This sensational dish started with Mastard chef Simon Mathys’ love for cooked or grilled lettuce. For a fresh lettuce taste without the cooking, he tried pounding a mix of green and more bitter white leaves with a mortar and pestle, incorporating some sorrel, parsley, local camelina oil and a little verjus. Tomato and olive oil are a natural pairing, so he added a fat slab of organic tomato. To render the slice evenly salted, he brined it briefly, finishing it with a sprinkle of fleur de sel, then a shower of small, brightly coloured edible flowers.
Best Dish of the Year
Mastard’s La Ferme des Quatre–Temps tomato puts an herbaceous spin on the BLT with herbs, lettuce, flowers, camelina oil and smoked beef fat.
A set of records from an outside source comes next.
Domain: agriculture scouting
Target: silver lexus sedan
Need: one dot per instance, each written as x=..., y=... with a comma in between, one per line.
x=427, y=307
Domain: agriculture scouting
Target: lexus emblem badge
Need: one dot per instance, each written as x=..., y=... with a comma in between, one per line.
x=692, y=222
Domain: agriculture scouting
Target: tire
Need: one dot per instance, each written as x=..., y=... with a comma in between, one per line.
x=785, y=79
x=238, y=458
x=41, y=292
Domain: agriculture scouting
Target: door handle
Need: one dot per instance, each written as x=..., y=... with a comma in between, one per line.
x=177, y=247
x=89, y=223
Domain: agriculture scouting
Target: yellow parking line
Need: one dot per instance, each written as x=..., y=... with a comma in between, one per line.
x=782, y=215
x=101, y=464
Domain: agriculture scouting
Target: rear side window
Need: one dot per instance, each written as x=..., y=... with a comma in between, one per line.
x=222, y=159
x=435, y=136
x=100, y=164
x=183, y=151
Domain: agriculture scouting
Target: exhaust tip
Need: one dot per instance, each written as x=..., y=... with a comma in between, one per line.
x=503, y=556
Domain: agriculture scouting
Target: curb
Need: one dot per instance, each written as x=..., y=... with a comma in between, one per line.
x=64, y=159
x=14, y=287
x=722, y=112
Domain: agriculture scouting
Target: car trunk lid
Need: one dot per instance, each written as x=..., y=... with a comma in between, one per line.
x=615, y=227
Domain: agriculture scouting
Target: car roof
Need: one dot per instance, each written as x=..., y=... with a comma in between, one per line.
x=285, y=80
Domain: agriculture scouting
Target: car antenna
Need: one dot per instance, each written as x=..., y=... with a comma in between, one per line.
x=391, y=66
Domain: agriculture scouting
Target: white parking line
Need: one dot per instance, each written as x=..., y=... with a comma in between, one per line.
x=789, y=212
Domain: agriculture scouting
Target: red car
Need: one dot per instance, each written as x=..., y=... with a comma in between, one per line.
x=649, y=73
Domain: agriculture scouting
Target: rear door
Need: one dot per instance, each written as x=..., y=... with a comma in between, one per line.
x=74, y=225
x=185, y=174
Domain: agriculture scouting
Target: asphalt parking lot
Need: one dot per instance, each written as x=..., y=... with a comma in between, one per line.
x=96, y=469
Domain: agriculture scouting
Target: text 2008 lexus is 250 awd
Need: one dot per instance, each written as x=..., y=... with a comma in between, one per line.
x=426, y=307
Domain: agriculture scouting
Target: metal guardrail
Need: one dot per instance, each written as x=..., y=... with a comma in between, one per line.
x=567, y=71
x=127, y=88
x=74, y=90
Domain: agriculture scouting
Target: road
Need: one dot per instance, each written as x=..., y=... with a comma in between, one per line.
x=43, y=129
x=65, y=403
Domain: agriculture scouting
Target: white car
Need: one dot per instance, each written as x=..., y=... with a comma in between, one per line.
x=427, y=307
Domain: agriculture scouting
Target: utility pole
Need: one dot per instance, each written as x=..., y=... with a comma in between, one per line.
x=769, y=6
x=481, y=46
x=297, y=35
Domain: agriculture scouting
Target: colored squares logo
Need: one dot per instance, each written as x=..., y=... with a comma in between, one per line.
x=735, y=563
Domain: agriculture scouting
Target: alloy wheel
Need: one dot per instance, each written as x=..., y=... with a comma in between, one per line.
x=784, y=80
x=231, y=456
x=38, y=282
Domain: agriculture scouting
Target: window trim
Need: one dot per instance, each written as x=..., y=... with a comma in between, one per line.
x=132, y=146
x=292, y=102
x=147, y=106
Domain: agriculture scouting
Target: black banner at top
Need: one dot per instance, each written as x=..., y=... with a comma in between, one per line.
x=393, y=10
The tableside pour of hot, fragrant beef fat was inspired by a beef dish that was underway while the tomato entrée was in development. The two dishes merged, taking flight when Mathys began sourcing the already smoked beef fat from his friends at Atwater Market’s Aylwin Barbecue. “They use whole wood, so it’s better for deep flavour,” Mathys explains.
Like all of his dishes, this one is more complicated than it looks. “There’s a lot of technique going on in the kitchen,” the chef adds, but his food is “simple to eat and understand.”